Her kim rızkının ertelendiğini görürse çok tekbir getirmelidir. Kimin de hüznü ve gamı çok olursa, çok bağışlanma dilemelidir. Kenz’ul-Ummal, 9325 Hz. Muhammed (s.a.a)

Şia ve Ehl-i Sünnet’e Göre Allah’ın Görülüp Görülemeyeceği

Şia ve Ehl-i Sünnet’e Göre Allah’ın Görülüp Görülemeyeceği

Soru

Allah’ı görme hakkında Şia’nın ve Ehl-i Sünnet’in görüşleri nedir?

Kısa Cevap

Ehl-i Sünnet’in birçok âlimi, Allah’ın bu dünyada görülmese de kıyamette görüleceğine inanır. Bazıları bu hususta şöyle demiştir: Bu Ehl-i Sünnet ve hadis âlimlerinin inancıdır.[1] Bazıları da Hz. Musa’nın (a.s) ve İsrailoğulları’nın Allah’ı görme hadisesi hakkında şöyle demiştir: Bu olay Allah’ı görmenin imkânsız olduğunu göstermez, sadece Hz. Musa’nın (a.s) Allah’ı görme gücüne sahip olmadığını gösterir.[2] Allah’ın görülebileceğine inananlar, iddialarını ispat etmek için bazı Kur’an âyetlerinin ve hadislerin zahirine istinat etmişlerdir. Örneğin Hz. Peygamber’in (s.a.a) şu hadisine atıfta bulunurlar:

“On dördüncü gecede ayı gördüğünüz gibi Allah’ı göreceksiniz.”

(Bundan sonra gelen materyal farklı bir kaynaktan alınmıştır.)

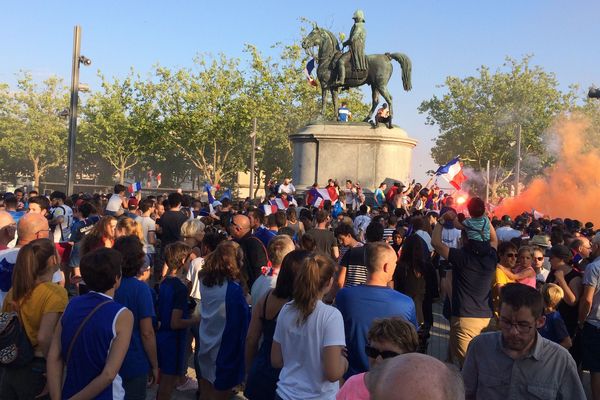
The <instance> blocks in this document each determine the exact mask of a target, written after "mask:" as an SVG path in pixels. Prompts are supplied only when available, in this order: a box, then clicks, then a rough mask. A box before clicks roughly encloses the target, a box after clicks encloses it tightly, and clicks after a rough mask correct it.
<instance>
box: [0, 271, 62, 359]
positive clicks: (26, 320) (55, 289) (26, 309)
mask: <svg viewBox="0 0 600 400" xmlns="http://www.w3.org/2000/svg"><path fill="white" fill-rule="evenodd" d="M11 300H12V289H11V290H9V291H8V294H7V295H6V298H5V299H4V303H3V305H2V311H3V312H8V311H15V309H14V307H13V305H12V301H11ZM68 302H69V297H68V296H67V291H66V290H65V289H64V288H63V287H62V286H59V285H57V284H56V283H52V282H44V283H40V284H39V285H37V286H36V287H35V289H33V292H31V295H30V296H28V298H27V300H26V301H25V302H23V304H22V305H21V317H22V319H23V325H24V326H25V332H26V333H27V336H28V337H29V340H30V341H31V345H32V346H33V348H34V350H38V349H37V345H38V341H37V334H38V331H39V330H40V324H41V322H42V317H43V316H44V314H47V313H51V312H56V313H62V312H63V311H64V310H65V307H67V303H68Z"/></svg>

On dördüncü gecede ayı gören kimse onun ay olduğuna dair hiçbir şüphe duymaz. Aynı şekilde müminler de Allah azze ve celleyi diğer dünyada görecek ve onun Allah azze ve celle olduğuna dair hiç şüphe duymayacaklardır. Bizim inancımıza göre bu meselede dünya veya ahirette bulunma arasında hiçbir fark yoktur. Madde üstü bir varlığı olan Allah, kıyamette maddi bir varlığa mı dönüşecektir? Sonsuz varlık, sonlu bir varlık haline mi gelecektir? Şia, yüce Allah’ı görmek ile kastedilenin gözle gerçekleşen duyusal bir hadise olmadığına, iman hakikati vesilesiyle gerçekleşen kalbî bir görüş olduğuna inanmaktadır.

Ayrıntılı Cevap

Konunun Tarihçesi

Hz. Musa’nın (a.s) Allah’ı görme isteğiyle ilgili geçmişte Eşaire ve Mutezile âlimleri arasında İslam âlimlerinin zihnini meşgul eden tartışmalar yaşanmıştır. İslam’ın ilk yıllarından, İmam Rıza (a.s) dönemine dek süren sert tartışmalar yaşanmıştır. Özellikle İmam Bâkır (a.s) ve İmam Sâdık (a.s) dönemlerinde bu husustaki tartışma ve çekişmeler zirveye ulaşmıştır. Mutezile bunu mutlak bir şekilde inkâr etmiş, lâkin Eşaire meseleyi ahiret bağlamında ispat, dünya bağlamında ise inkâr etmiştir.[3] Bir gurup da Allah’ın hem ahirette, hem de dünyada görüleceğini dile getirmiştir.[4] İlginç olan her üç grubun da aynı âyete (A’raf Sûresi, 147) dayanmasıdır. Bu tartışmalar Âl-i Eyüp eliyle Mutezile fırkasının yok edilmesine dek sürmüştür.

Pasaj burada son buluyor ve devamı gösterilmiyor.